This stunning messenger bag is perfect for travelling with a camera, 2-3 lenses and daily essentials

Specifications
External size: 37 x 14 x 28cm
Weight: 1.38kg
Reasons to buy
+Stunning material and quality+Spacious, classy design+Lots of color options
Reasons to avoid
-Fiddly flap fasteners-Restrictive sized insert

When you need to travel with your camera and a small selection of lenses, but still want the convenience of having you gear right beside you, rather than tucked away in a backpack, a messenger bag is the answer. Suspended from one shoulder, a messenger bag is slimmer in depth than a conventional camera shoulder bag, meaning you're less likely to knock it against doorways and passing crowds.

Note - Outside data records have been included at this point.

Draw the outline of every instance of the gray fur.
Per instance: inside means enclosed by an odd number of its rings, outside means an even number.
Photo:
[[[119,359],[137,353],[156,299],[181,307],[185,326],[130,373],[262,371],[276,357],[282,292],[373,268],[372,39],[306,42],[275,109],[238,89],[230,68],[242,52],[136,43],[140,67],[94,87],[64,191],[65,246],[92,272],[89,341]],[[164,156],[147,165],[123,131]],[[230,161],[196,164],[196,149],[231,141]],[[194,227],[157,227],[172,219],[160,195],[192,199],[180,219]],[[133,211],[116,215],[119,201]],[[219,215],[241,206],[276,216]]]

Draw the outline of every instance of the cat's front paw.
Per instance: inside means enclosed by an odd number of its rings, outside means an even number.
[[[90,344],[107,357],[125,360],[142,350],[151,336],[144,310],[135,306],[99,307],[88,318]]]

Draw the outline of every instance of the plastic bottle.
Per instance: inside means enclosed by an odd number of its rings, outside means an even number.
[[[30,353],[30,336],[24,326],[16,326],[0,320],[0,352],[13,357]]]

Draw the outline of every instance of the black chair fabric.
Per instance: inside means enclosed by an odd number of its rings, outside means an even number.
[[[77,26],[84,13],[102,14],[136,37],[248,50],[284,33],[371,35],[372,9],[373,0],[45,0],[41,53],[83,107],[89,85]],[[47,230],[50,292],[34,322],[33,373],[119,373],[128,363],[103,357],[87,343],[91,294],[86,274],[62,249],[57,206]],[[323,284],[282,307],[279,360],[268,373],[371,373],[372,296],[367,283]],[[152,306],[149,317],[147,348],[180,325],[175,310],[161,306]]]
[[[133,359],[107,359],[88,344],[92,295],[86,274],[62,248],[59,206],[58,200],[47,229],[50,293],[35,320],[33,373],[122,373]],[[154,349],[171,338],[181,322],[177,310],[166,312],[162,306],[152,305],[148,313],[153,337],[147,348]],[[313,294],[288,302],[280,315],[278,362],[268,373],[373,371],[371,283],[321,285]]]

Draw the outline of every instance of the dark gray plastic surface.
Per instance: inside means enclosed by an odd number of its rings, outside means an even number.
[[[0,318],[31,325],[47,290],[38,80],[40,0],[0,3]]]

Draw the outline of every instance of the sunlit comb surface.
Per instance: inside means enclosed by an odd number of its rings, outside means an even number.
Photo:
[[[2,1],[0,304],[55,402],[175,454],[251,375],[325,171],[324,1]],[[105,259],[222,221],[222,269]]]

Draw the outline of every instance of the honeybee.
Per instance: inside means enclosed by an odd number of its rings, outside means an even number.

Billingham's Hadley One messenger bag is beautifully made and should survive any far-flung excursion. It’s a practically sized bag without being unwieldy, although you only get a half-width padded insert included as standard. This will swallow a 24-70mm f/2.8 lens, plus an ungripped full-frame body with a 50mm lens attached.

The remaining space in the main compartment is great for other travel essentials, or you can add an optional second camera insert. Two large front dump pockets are perfect for keeping lenses easily reachable while shooting. 

But the real reasons you buy a Hadley One are its supreme quality, and a timeless style that’ll suit any environment. The smell of the leather straps and reinforcing trim is worth the money alone, while the rugged canvas outer material and slightly domed flap shrug off abuse and a heavy rain shower.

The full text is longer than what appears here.